SECTION 5 - PROPRIETARY INFORMATION/INVENTIONS.
(a) PROPRIETARY INFORMATION. During his employment pursuant to
this Agreement and at any time thereafter, Executive shall
not disclose, or cause to be disclosed in any manner, to any
corporation, partnership, person, group, or entity (other
than to Company employees or authorized representatives, or
in the ordinary course of business consistent with Company
policy regarding trade secrets) or otherwise use for any
purpose other than the Company's business, any trade secrets
or confidential or proprietary information of the Company,
including, but not limited to, the following:
(a) the Company's customer or prospective
customer lists;
(b) information concerning the Company's
promotional, pricing, or marketing
practices;
(c) the Company's business records; and
(d) the Company's trade secrets and other
confidential and proprietary
information.
Upon termination of employment under any circumstances, Executive or
his estate or representatives, shall promptly return to the Company
all property of the Company including any and all electronic devices
and related data storage devices and shall destroy or erase any data
which cannot be returned.
This Section 5 shall survive the termination of this Agreement.

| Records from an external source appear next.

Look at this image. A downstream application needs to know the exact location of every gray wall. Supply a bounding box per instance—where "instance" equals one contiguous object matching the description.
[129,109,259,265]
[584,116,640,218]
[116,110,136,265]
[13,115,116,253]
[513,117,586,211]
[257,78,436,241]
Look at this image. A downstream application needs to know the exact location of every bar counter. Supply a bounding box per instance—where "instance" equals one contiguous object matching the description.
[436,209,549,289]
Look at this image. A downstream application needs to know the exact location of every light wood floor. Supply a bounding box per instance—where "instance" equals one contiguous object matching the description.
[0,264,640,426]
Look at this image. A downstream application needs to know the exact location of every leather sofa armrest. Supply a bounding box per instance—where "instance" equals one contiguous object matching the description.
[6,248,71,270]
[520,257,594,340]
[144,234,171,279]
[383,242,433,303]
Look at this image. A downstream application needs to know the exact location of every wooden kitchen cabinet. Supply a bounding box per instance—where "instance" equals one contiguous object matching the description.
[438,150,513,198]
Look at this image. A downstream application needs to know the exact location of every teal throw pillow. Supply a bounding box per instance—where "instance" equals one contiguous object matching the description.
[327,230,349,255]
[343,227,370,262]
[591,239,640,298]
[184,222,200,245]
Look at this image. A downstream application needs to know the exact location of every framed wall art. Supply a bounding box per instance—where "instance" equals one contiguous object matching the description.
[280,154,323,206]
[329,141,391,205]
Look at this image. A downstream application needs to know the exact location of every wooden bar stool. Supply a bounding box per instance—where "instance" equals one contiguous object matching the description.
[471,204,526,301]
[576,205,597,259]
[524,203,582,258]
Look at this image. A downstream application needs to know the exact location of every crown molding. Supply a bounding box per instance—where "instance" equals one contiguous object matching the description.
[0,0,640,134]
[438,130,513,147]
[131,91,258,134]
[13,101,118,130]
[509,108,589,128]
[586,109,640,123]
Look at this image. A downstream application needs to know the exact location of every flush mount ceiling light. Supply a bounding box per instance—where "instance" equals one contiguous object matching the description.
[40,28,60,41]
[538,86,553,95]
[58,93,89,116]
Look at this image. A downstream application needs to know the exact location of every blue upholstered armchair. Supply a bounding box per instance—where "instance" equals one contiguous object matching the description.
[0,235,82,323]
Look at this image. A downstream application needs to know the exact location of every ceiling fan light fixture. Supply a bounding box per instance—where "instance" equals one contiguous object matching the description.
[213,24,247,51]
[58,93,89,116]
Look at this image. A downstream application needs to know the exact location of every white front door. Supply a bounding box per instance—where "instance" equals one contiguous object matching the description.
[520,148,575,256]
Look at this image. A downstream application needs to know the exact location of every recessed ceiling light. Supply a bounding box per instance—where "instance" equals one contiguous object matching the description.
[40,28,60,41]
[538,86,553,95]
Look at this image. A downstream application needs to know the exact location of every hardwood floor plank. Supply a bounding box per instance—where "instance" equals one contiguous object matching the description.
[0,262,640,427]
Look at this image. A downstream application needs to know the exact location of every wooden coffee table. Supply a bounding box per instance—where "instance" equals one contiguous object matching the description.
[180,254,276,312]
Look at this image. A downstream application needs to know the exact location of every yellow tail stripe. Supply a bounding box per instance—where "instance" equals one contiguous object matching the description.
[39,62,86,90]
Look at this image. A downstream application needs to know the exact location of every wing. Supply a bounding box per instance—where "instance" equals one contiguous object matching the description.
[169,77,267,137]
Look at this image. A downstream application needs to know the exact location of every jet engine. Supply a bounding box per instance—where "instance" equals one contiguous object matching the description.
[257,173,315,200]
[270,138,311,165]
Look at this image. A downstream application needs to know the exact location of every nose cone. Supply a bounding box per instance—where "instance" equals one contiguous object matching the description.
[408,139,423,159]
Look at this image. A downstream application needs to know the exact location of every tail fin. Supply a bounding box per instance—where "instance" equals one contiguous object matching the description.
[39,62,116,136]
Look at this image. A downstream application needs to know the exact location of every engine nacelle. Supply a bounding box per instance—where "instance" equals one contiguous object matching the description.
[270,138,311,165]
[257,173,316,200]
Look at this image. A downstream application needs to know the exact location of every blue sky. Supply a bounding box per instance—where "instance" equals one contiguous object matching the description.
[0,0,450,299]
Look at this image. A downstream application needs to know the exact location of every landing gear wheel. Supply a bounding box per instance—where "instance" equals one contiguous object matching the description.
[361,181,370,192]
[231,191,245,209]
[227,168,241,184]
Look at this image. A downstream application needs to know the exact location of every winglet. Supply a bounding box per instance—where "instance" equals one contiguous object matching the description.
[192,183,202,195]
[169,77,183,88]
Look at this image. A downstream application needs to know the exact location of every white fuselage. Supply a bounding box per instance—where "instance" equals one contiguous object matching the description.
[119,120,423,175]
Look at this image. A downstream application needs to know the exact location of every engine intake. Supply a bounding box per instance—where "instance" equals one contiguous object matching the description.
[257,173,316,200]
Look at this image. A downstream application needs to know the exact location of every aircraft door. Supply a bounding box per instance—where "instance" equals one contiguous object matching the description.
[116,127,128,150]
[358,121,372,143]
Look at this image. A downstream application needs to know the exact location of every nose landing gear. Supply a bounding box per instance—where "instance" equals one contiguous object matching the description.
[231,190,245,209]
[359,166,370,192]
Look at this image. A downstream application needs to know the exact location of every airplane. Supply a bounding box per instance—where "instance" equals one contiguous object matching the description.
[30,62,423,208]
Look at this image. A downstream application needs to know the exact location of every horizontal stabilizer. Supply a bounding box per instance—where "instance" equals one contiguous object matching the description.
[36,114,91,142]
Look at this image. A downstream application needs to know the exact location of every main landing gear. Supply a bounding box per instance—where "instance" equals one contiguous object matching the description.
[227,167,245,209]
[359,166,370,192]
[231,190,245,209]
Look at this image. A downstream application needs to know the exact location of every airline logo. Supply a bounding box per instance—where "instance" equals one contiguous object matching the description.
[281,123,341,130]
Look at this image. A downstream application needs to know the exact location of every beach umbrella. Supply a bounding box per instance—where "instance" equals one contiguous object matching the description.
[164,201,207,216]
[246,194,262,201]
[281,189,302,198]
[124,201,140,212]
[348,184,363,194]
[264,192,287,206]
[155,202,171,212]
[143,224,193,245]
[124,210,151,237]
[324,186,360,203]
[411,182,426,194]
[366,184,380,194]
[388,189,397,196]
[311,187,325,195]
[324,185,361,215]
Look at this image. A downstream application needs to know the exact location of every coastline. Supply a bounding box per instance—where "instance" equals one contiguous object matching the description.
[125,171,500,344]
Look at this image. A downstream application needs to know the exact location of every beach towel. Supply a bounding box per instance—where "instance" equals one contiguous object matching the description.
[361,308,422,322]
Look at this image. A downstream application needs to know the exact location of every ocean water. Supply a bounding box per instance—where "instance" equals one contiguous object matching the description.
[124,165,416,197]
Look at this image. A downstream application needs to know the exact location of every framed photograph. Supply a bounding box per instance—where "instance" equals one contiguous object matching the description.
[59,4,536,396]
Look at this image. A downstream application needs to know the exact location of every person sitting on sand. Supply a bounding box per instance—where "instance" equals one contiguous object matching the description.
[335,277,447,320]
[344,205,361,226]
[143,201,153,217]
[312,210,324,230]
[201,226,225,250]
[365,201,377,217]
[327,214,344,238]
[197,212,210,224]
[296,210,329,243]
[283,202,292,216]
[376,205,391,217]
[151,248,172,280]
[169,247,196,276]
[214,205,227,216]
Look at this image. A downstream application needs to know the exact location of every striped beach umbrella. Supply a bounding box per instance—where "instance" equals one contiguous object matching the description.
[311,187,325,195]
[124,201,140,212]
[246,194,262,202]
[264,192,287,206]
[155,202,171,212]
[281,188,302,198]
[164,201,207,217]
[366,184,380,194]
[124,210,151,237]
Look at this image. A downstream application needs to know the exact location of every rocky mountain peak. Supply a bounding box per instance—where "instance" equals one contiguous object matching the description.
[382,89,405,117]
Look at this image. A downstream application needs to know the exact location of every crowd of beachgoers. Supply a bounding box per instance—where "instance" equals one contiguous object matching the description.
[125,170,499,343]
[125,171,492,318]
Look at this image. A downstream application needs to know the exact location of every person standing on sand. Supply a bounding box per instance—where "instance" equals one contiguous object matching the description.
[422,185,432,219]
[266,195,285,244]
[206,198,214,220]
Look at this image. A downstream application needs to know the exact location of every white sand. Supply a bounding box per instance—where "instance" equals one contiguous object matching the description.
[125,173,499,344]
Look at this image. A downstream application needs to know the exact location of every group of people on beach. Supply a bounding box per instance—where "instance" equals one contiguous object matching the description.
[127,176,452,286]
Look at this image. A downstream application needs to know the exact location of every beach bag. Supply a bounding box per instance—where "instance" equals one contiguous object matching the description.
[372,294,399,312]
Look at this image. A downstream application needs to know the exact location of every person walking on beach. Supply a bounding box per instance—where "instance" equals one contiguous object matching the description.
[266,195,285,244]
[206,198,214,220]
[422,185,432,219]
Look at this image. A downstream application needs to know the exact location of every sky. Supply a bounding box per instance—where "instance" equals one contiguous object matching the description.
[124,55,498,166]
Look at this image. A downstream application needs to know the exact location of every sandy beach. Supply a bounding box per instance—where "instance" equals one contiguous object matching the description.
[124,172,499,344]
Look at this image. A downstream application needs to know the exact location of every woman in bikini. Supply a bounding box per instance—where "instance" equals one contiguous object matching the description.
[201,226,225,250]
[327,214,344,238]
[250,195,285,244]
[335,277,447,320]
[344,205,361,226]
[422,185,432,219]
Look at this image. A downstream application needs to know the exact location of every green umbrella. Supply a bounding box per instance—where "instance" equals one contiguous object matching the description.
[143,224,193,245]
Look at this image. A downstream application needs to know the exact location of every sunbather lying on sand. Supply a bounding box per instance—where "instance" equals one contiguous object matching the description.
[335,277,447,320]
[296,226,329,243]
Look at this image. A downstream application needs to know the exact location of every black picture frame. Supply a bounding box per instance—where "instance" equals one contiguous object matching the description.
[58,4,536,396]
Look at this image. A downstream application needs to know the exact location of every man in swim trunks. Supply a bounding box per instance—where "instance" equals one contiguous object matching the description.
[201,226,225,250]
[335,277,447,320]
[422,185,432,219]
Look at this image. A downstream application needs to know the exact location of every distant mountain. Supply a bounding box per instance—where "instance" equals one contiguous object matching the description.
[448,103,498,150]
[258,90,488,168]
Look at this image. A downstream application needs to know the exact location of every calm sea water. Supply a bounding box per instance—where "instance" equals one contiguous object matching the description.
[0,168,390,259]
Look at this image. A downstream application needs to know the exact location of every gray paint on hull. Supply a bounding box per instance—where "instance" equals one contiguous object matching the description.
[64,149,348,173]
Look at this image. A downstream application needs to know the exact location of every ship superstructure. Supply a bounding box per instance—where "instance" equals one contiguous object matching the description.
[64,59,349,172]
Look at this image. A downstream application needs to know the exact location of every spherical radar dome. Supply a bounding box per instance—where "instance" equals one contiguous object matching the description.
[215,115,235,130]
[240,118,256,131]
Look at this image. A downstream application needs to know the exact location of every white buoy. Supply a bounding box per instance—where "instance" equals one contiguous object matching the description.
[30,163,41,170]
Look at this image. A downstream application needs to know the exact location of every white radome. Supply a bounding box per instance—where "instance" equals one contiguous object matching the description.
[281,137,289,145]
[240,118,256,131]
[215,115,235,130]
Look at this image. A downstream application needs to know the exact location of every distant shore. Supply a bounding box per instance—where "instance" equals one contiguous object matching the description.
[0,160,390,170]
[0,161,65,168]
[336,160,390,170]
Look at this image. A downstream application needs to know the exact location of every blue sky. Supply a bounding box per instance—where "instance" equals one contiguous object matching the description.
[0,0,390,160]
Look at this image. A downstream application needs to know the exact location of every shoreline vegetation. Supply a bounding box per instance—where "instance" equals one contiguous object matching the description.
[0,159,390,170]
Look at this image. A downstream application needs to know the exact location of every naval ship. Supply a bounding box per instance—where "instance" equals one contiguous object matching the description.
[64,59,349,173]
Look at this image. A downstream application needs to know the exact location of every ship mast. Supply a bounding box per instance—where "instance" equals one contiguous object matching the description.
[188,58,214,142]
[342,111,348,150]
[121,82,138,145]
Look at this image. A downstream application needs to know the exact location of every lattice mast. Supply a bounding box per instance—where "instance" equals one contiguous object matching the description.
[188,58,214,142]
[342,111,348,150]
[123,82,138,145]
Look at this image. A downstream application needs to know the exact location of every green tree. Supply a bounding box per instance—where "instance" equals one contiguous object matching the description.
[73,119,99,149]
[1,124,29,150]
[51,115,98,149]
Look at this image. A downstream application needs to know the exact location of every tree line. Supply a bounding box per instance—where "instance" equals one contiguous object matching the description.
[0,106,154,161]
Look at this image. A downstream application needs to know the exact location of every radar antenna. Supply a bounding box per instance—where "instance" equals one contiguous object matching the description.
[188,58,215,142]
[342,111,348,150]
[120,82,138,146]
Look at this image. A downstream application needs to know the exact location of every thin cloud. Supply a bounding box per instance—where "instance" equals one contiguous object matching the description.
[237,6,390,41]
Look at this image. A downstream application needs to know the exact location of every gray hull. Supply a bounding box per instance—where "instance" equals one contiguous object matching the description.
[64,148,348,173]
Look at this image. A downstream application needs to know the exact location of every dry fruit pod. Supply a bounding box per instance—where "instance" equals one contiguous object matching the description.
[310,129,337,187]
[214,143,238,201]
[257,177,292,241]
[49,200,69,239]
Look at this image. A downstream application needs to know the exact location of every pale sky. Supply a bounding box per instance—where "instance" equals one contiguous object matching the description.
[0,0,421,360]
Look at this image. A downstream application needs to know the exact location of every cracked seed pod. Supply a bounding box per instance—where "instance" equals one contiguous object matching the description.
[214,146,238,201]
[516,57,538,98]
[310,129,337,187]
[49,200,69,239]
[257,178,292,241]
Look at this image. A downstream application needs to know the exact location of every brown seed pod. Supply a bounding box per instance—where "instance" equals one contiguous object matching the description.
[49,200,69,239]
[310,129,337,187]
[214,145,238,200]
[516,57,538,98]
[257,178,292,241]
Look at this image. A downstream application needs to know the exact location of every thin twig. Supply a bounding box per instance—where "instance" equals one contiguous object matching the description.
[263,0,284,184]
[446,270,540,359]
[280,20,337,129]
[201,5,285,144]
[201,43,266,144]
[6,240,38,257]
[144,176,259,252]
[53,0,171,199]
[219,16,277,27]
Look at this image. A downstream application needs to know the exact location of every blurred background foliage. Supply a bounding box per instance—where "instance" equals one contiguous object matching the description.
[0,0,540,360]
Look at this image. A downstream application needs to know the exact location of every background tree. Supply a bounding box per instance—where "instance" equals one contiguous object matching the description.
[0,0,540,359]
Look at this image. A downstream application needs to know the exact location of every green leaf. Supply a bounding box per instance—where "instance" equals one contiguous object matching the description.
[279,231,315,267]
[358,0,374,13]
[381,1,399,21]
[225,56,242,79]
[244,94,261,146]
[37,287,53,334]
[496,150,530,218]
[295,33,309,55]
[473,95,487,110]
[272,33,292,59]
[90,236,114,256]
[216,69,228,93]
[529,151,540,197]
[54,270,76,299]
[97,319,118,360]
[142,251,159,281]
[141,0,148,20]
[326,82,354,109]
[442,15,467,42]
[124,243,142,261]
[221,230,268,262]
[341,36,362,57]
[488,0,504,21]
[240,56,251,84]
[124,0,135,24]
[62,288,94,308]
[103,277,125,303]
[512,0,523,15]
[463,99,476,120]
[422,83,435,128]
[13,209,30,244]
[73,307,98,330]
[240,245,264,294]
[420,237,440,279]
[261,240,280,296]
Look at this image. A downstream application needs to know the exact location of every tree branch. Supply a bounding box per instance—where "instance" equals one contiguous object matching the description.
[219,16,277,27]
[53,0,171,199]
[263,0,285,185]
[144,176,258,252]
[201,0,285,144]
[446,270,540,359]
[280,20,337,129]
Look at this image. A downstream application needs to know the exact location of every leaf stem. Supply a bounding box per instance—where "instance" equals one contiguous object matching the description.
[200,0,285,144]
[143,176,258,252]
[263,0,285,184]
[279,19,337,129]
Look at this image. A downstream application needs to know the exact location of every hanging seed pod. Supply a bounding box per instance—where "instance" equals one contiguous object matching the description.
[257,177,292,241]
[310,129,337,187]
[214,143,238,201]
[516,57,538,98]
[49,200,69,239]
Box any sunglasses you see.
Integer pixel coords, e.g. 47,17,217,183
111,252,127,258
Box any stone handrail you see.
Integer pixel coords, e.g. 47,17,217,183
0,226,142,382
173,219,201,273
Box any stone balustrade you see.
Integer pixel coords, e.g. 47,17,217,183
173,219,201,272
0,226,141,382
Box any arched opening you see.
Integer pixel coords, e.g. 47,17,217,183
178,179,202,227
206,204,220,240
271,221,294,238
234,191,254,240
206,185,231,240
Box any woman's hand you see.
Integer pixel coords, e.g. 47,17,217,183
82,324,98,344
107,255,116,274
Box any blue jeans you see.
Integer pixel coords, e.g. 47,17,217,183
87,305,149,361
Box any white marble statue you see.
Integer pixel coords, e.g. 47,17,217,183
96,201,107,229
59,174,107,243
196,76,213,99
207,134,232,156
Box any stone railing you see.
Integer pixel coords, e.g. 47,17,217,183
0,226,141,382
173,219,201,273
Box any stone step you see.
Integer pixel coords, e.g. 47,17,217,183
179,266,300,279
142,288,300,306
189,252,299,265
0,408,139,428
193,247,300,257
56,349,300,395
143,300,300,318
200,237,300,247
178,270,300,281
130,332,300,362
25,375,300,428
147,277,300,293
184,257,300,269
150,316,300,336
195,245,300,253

(b) INVENTIONS. Executive will communicate to the Company
promptly and fully and hereby assigns all of Executive's
rights in all inventions or improvements made or conceived
by Executive (alone or jointly with others) during
Executive's employment and for a period of one year
thereafter, which are along the lines of the business, work
or investigations of the Company or which result from or are
suggested by any work Executive may do for the Company.
Executive agrees that any such invention or improvement,
whether or not patentable, shall be and remain the sole and
exclusive property of the Company. Executive agrees to keep
and maintain adequate and current written records of all
such inventions or improvements at all stages thereof, which
records shall be and remain the property of the Company.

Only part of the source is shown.